80 years onwards, a tired Lucy is being interviewed for a tv series on Tut. She reminisces about her life and the story skips from her life then and her life now.
I've said it once and I'll say it again: this book has made me cry buckets. I wept. It is not chick-lit, nor uplifting as, say, Major Pettigrew. But it describes life as it is. In this case, a life full of losses, deaths, departures and sadness. Lucy is eye-witness to one of the greatest archeological finds of all times, and through her (flawlessly researched) eyes I too was witnessing the now lost Egypt of a hundred years ago. She isn't one of the persons on the center stage, but she is there, one the fringes, watching and observing. It made me long to go there, to glimpse what is left.
I had my issues with the story as well: Lucy practically never speaks or comments, so I never really got a feeling of her. She remained a canvas for the other people. Somebody to be spoken to, to have adventures with, yet she herself remains strangely inexistent.

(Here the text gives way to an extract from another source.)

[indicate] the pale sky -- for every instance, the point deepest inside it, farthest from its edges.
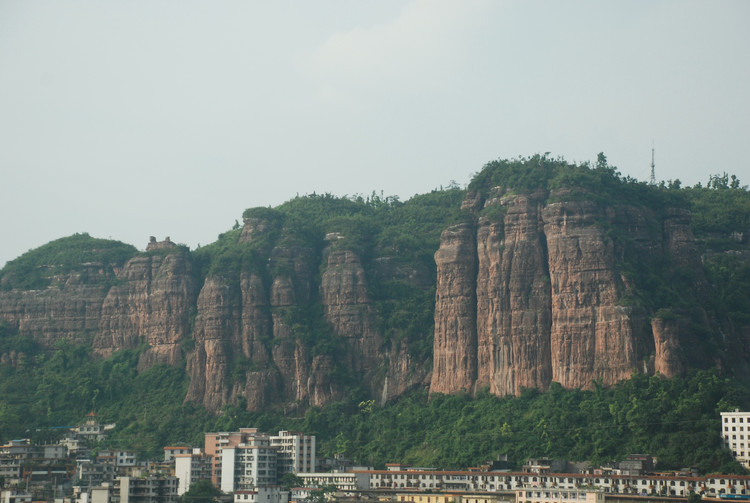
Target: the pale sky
(132, 118)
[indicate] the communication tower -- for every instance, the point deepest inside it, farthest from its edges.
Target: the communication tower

The other thing, kind of spoilery: The last hours of the book wrap up the first third of her life, adding more losses, more tragedy, and I was left to wonder how anyone could live on like that for another 60 years. It is not being mentioned what she did in this time, but it can't have been happy, or Lucy wouldn't have been the person she was at the age of ninety-something.

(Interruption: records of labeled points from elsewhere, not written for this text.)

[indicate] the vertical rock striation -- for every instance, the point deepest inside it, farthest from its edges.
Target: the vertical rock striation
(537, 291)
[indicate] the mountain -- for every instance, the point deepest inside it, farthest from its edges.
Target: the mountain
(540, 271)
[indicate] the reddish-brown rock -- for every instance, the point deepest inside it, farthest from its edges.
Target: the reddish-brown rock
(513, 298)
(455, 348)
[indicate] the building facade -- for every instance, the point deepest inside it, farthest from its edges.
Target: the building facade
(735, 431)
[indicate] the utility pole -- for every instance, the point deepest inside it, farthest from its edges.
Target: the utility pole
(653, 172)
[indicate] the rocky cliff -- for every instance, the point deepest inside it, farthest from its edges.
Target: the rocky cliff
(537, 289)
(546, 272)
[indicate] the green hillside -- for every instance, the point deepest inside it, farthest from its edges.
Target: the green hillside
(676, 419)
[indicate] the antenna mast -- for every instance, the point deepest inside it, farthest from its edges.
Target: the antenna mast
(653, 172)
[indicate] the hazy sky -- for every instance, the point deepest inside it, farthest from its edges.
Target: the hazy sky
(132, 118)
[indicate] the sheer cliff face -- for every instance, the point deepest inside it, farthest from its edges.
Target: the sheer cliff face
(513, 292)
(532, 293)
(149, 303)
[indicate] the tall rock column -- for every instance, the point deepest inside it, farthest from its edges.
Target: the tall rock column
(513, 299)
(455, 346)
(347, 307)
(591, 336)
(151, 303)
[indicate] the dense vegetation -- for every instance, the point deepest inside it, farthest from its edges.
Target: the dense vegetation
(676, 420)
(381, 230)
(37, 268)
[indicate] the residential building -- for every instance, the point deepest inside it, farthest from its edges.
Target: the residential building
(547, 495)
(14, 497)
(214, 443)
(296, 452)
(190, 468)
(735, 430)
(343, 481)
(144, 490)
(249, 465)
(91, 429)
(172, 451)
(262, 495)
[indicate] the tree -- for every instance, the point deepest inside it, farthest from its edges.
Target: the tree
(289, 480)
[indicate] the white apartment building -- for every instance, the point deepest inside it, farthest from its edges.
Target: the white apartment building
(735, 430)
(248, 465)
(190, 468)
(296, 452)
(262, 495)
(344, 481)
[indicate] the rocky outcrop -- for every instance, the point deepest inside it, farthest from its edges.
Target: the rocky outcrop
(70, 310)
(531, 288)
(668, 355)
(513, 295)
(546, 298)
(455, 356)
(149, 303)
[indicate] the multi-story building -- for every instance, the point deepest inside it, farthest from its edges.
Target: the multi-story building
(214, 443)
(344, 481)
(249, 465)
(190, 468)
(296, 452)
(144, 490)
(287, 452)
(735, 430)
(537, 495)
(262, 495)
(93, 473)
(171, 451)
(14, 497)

Even so, full five stars for making me feel as depressed and hopeless as rarely before.
I didn’t know what to expect but was rewarded with over 20 hours of captivating story-telling. It’s an excellent historical novel that gives a revealing account of the discovery of Tutankhamun’s tomb through the eyes of a fictional character, Lucy Payne, whose imagined life-story adds emotional depth to the book.
The book starts with an aged Lucy being quizzed for details by a film-maker preparing a documentary about the momentous discovery, but soon reverts to 1922 with an 11 year old Lucy witnessing the discovery. Her first-hand account brings to life those actually involved in the search and the conditions under which the archeologists worked. I was drawn into Lucy’s imagined life as she matured into adulthood and her path crossed over the decades with those she met in Egypt. It’s a bitter-sweet story of triumph and tragedy that captured my imagination and left me sorry that the book ended.
The author is adept at creating atmosphere and character and is well-served by the talented narrator who made me feel I was witnessing events and hearing conversations.